During a military exercise, there were pilots taking aim on a moving target. Most pilots just flew over in a lackidasical way, slowly turning and changing directions in a meandering pattern as they approached. They dropped their practice bombs, and usually missed. Then one pilot, who had flown combat missions, came over. You could tell he had flown missions over enemy territory by the way he moved. Each movement was sharp, deliberate, and seemingly random. Up, right, down, left, more left, up and right together etc. It was an endless series of precise movements, with one goal, to keep an enemy from acquiring a lock-on. During the last 100 yards of approach to the target, he straightened up, flew straight and level for as short a distance as possible, and released 3 bombs. The first bomb fell five yards short, the second bomb was a direct hit, the third bomb was five yards long. The military credo is to practice like it's real, because it could be real tomorrow. This pilot had survived combat, because he practiced like it was real.

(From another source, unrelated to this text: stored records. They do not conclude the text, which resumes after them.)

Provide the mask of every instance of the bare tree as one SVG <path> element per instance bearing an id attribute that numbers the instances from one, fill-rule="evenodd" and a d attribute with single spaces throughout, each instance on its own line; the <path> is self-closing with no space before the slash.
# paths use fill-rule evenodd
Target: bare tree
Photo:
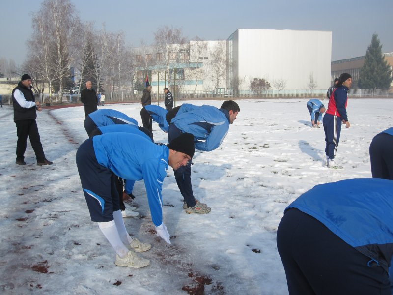
<path id="1" fill-rule="evenodd" d="M 286 87 L 286 80 L 281 78 L 278 79 L 273 81 L 273 86 L 277 89 L 278 92 L 280 94 L 280 91 L 284 90 Z"/>
<path id="2" fill-rule="evenodd" d="M 195 80 L 194 92 L 196 90 L 198 81 L 203 80 L 203 67 L 202 62 L 203 57 L 208 54 L 207 42 L 198 37 L 190 41 L 190 77 Z M 191 80 L 191 79 L 190 79 Z"/>
<path id="3" fill-rule="evenodd" d="M 182 68 L 181 64 L 189 60 L 190 49 L 187 39 L 183 36 L 181 29 L 164 26 L 154 33 L 154 40 L 169 84 L 174 78 L 174 73 L 178 73 Z"/>
<path id="4" fill-rule="evenodd" d="M 33 15 L 34 33 L 28 41 L 34 63 L 30 70 L 39 73 L 49 83 L 57 81 L 59 91 L 65 77 L 70 74 L 70 60 L 77 52 L 72 46 L 79 19 L 70 0 L 45 0 Z"/>
<path id="5" fill-rule="evenodd" d="M 318 87 L 316 80 L 314 78 L 314 74 L 310 73 L 309 76 L 309 80 L 307 81 L 307 88 L 311 90 L 311 94 L 312 90 Z"/>
<path id="6" fill-rule="evenodd" d="M 209 51 L 207 65 L 213 82 L 212 91 L 217 91 L 226 77 L 226 46 L 225 41 L 218 41 Z"/>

Watching that one approach taught me a lot about moving to avoid enemy fire. Now it's time for you to learn.

Juking is the first step, and dancing is the refined art when you hear bullets whizzing past.

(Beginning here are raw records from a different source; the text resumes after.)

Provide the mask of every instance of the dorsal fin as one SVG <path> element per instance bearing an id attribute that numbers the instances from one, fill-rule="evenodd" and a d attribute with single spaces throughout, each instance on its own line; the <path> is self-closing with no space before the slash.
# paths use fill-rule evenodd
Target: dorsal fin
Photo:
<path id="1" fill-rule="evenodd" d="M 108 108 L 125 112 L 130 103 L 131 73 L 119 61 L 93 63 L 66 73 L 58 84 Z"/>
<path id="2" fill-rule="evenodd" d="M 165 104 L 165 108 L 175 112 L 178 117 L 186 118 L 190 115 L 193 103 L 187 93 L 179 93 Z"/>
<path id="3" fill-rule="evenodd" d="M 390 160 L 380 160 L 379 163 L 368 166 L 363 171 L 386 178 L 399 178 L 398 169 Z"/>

Whenever you are moving, constantly shift from left to right, even when there is no chance of an enemy being near. If someone is in front of you, make sure to keep a good distance, and avoid being an easy target where you both get hit with one bullet. Use a stall technique, where you either stop running for a half second, jump in the air, or lay down. Switch weapons from a knife to gun randomly, to change your speed of travel. An old trick to avoid sniper fire is to take 2,3 or 4 steps, drop, jump up and keep running. If you keep doing that, it's harder to keep the crosshairs lined up. Whenever you go for a reload, drop to the ground, then jump up when you're done. All of these things keep you bobbind and weaving, and keep your movement random. The easiest target to acquire is one that is moving in a straight line, (straight at you is simplest to calculate), at a constant speed. Become a harder target to acquire, and that first bullet will almost always miss.

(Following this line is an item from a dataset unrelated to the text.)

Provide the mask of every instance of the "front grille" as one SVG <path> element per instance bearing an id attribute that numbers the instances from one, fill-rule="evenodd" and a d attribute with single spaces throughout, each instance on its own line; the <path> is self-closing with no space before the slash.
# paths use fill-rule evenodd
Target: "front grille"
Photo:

Now for the advanced part, when the bullets start to fly closer. The first thing to do is try and listen for their location. By making a slight movement left and right, you can hear the change in your headphones. ALWAYS use headphones, they are much more directional than speakers. Move to where the sound is equal, and this will help you to center in on the source of the incoming fire, the shooter is now straight ahead. (At this point, you should be using the strafe left/right on the keyboard, and the mouse to look left/right in concert.) As you establish an approximate location, start analyzing the bullet spray. Is it missing left or right? Move away from that direction. It's basic, but a lot of hits occur when someone moves into the field of fire. If they are missing to your left, and you keep moving right, then they will be doing two things to help you. (1)They will be firing more to help someone (you or a teammate)spot their location. (2) They will be trying to move their fire onto you, instead of hitting you, they will be firing behind you for a few extra moments. DO NOT try to immediately stop and return fire. The first reaction should be to move and evade, then acquire, then return fire upon a location. All of these things will happen within one second, and as you get better at dancing and evading fire, it will become almost an instantaneous process of hear, move, acquire, return fire, score. Your opponents will wonder how you survived, and you will learn a bit more about how your opponent reacts.